U.K. gasoline sellers aren’t overcharging motorists by failing to pass on declines in crude-oil prices, according to the country’s competition watchdog.
The CHART OF THE DAY shows the link between oil costs and the prices consumers pay for fuel has become closer in recent years. It shows monthly U.K. forecourt prices and Brent crude prices, in dollars per U.S. gallon, since 1992. The lower chart shows how the ratio between the two has fallen from above 18 in 1998 to 2.9 this month.
Questioning the behavior of oil companies and fuel suppliers has been common among British politicians in recent years. In 2011, Prime Minister David Cameron called for a “good competitive sector,” while last October opposition Labour leader Ed Miliband said “cozy cartels and powerful interests” were failing to pass on falls in oil prices to consumers.

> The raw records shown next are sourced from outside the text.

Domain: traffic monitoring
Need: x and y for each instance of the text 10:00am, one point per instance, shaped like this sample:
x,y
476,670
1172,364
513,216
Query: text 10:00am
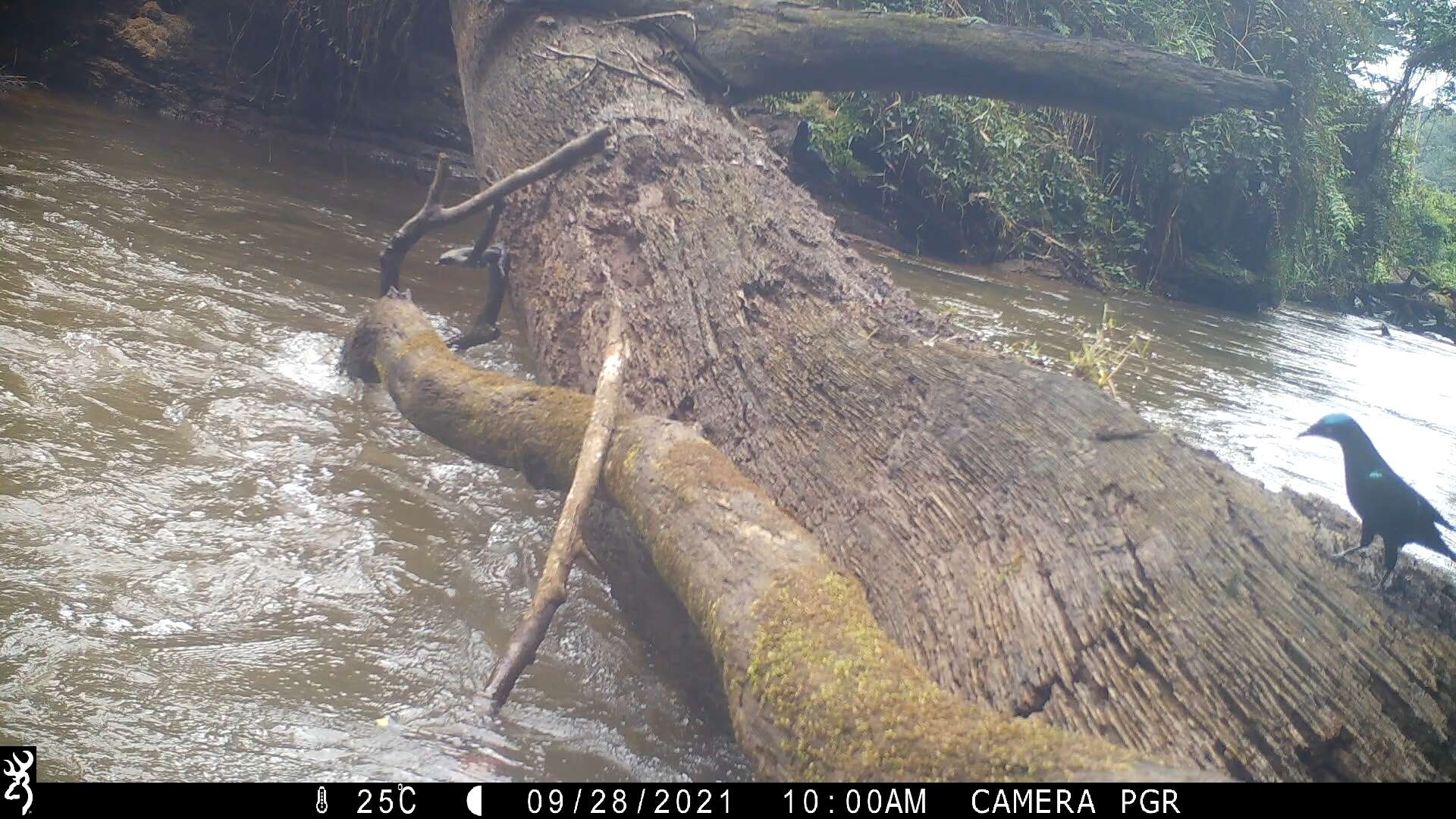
x,y
626,800
856,800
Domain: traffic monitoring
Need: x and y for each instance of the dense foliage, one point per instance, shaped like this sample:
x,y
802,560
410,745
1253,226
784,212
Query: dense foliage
x,y
1241,207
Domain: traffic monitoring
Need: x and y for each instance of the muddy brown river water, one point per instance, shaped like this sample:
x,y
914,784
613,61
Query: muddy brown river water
x,y
221,560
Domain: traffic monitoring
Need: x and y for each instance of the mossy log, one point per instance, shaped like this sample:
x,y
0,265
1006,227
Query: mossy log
x,y
1028,556
816,689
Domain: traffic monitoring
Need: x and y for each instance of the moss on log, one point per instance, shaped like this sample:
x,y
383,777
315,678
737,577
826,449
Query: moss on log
x,y
816,689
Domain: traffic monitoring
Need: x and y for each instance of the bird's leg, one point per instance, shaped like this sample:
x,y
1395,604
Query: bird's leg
x,y
485,330
1366,538
1392,554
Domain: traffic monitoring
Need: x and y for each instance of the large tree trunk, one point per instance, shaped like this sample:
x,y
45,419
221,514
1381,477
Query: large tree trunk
x,y
1122,586
816,689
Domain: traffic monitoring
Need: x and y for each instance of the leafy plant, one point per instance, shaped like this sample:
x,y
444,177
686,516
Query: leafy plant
x,y
1106,350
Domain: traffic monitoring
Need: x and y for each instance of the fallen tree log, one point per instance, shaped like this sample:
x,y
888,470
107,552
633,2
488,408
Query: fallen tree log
x,y
816,689
1131,588
566,545
748,49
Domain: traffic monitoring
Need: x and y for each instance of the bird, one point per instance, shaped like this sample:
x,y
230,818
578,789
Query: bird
x,y
1386,504
808,156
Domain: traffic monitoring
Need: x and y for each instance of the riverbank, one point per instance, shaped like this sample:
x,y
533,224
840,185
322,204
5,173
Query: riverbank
x,y
216,64
224,64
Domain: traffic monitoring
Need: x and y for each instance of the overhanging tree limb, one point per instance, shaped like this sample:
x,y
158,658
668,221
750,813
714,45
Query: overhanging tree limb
x,y
756,47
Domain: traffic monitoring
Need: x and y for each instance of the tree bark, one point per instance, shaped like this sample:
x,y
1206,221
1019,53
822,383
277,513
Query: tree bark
x,y
748,49
816,689
1131,589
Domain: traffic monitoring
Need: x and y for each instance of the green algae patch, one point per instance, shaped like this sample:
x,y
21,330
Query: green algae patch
x,y
854,706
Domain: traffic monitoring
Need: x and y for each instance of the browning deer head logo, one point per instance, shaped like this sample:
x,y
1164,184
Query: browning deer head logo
x,y
20,779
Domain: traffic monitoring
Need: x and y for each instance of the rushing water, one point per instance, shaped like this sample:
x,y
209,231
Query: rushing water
x,y
1244,387
221,560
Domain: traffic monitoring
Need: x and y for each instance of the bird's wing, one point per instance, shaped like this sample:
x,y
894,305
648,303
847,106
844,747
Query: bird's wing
x,y
1389,497
1438,515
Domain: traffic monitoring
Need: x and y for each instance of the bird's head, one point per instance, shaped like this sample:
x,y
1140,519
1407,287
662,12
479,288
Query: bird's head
x,y
1337,426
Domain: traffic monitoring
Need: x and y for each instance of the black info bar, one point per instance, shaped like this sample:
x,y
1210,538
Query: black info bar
x,y
743,799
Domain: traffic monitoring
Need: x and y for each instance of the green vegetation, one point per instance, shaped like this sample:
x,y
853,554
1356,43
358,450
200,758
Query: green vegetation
x,y
1106,350
1241,209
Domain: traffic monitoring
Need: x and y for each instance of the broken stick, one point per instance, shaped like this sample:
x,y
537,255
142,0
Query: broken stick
x,y
566,545
433,215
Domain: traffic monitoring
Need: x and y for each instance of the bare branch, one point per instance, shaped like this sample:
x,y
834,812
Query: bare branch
x,y
433,216
641,72
551,592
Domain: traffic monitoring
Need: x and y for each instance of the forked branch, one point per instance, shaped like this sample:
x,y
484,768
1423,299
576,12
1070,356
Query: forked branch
x,y
433,216
566,545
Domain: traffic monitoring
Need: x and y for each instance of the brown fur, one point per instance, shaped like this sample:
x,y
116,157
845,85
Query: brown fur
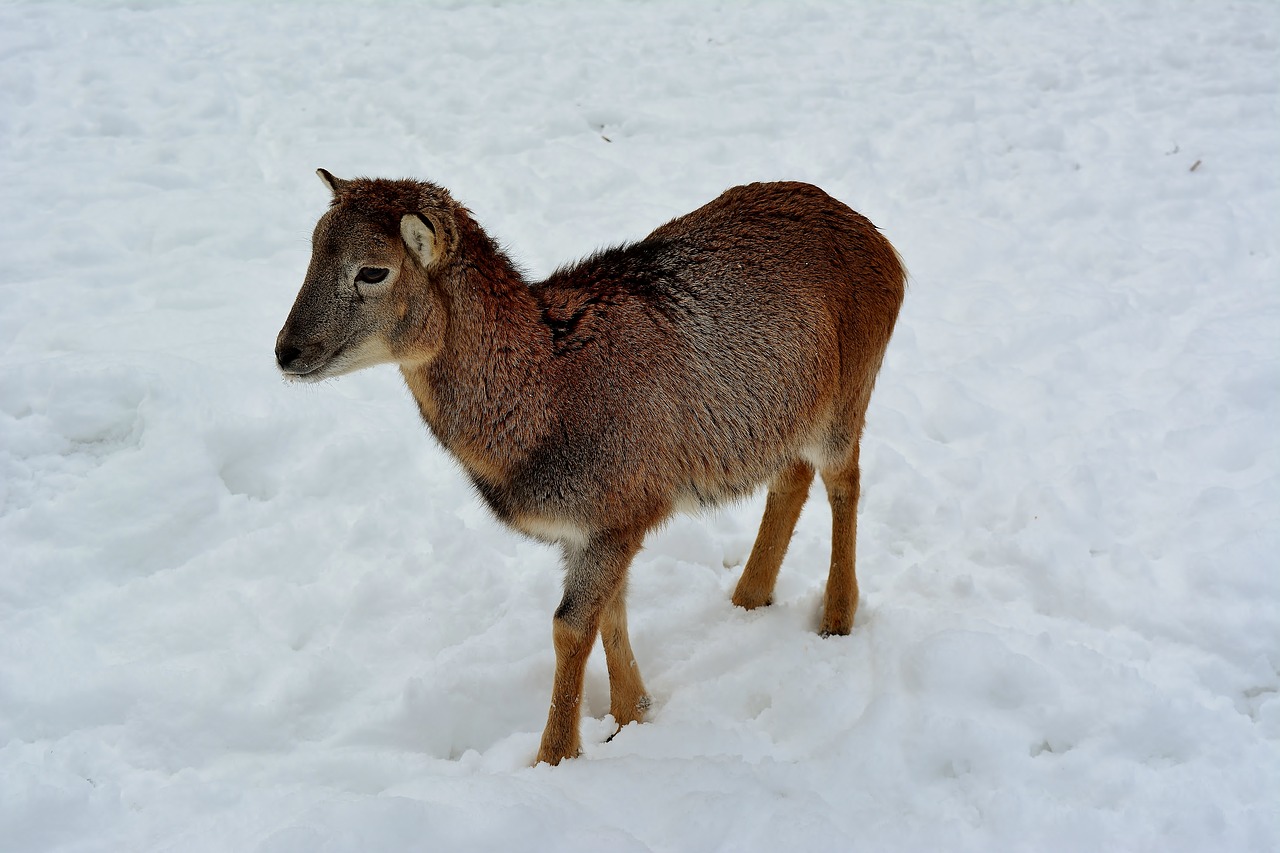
x,y
734,346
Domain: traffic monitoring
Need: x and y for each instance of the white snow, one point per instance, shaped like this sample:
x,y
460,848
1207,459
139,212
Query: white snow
x,y
242,615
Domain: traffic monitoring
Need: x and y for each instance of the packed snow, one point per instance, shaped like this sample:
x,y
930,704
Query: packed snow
x,y
243,615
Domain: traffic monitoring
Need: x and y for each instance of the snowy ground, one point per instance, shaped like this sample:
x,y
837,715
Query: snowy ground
x,y
240,615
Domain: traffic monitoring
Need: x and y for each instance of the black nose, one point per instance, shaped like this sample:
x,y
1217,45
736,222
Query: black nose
x,y
286,354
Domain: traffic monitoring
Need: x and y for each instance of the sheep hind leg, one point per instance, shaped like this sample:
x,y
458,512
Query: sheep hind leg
x,y
787,493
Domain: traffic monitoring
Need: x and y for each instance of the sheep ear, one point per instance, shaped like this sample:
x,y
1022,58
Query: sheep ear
x,y
420,235
336,185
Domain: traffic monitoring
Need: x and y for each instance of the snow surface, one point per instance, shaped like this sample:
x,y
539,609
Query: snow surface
x,y
242,615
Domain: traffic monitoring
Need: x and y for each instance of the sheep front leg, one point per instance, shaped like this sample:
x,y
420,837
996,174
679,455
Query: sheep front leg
x,y
594,575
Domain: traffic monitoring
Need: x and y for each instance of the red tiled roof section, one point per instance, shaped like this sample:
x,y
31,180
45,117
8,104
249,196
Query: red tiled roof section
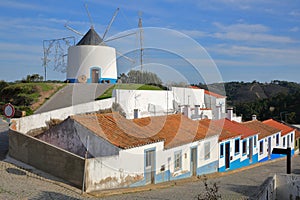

“We recognize that there has been widespread mistrust in how this market is operating,” Clive Maxwell, chief executive officer of the Office of Fair Trading, said in a statement yesterday. “However, our analysis suggests that competition is working well, and rises in pump prices over the past decade or so have largely been down to increases in tax and the cost of crude oil.”
According to the OFT, out of the 136 pence ($2.15) a British motorist paid in 2012 for a liter of gasoline, 81 pence went in tax, 44 pence represented the crude oil price, and 11 pence was the retailer’s margin. The AA, Britain’s largest motoring organization, said the report did nothing to address a lack of price transparency and called for wholesale prices to be made publicly available alongside consumer prices.